Am 26. Januar, also einen Tag nach Veröffentlichung der 871 Seiten starken Studie, bezog der Chef des Kirchenkreises zusammen mit Jutta Tripp, Präventionsbeauftragte des Kirchenkreises, Stellung zu den Ergebnissen der Untersuchung. Gleichzeitig kündigte er an, dass im März eine Sonderstudie zu den im Sommer 2020 bekannt gewordenen Übergriffen eines ehrenamtlichen Jugendgruppenleiters der Gemeinde Brügge-Lösenbach veröffentlicht werden soll. Anlass für diese Sonderuntersuchung sei die „Dimension dieses Falles“, erklärte Dr. Christof Grote. Der Beschuldigte hatte über einen Zeitraum von mehreren Jahrzehnten sexuelle Gewalt an schutzbedürftigen Jugendlichen ausgeübt. Der mutmaßliche Täter nahm sich nach dem Bekanntwerden des Verdachts das Leben. Strafrechtlich war der Fall damit abgeschlossen. Die interne Aufarbeitung dauert an, zumal sich im Sommer 2022 eine weitere Betroffene gemeldet hatte.
„Ich bin zutiefst erschüttert, zutiefst betroffen und auch zutiefst beschämt über die vielen Fälle sexualisierter Gewalt und weiteren Missbrauchs in der evangelischen Kirche“, sagte der Superintendent am Freitag. Die Studie spricht von 2.225 betroffenen Personen in der Evangelischen Kirche von Deutschland (EKD) und 1.259 Beschuldigten. In der Ev. Kirche von Westfalen entdeckten die Forscherinnen und Forscher in den zur Verfügung gestellten Akten 251 betroffene Personen und 110 Beschuldigte sowie 18 Disziplinarverfahren. „Dabei ist allen Beteiligten klar, dass hinter diesen Zahlen eine große, kaum abzuschätzende Dunkelziffer von nicht dokumentierten oder nicht gemeldeten Fälle steht“, erklärte Dr. Christof Grote. Dass auch im Ev. Kirchenkreis Lüdenscheid-Plettenberg solche Fälle vorhanden sein könnten, könne er nicht mit Gewissheit ausschließen, betonte er auf Nachfrage. Zurzeit seien aber keine weiteren Fälle bekannt.

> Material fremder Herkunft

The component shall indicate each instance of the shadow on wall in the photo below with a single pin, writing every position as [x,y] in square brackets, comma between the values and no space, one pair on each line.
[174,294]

In der evangelischen Kirche habe ein Umdenken stattgefunden. Beim Auftauchen von Verdachtsfällen gehe es nun nicht mehr darum, die Kirche als Institution zu schützen. „Wir werden jeden Fall aus der Perspektive der Betroffenen behandeln“, versicherte der Superintendent.
Im Kirchenkreis Lüdenscheid-Plettenberg seien zahlreiche Schritte unternommen worden, die dazu beitragen sollen, „dass unsere kirchlichen Räume möglichst sichere Räume sind, in denen sich Menschen geschützt wohlfühlen können und in die Eltern ihre Kinder unbesorgt gehen lassen können“.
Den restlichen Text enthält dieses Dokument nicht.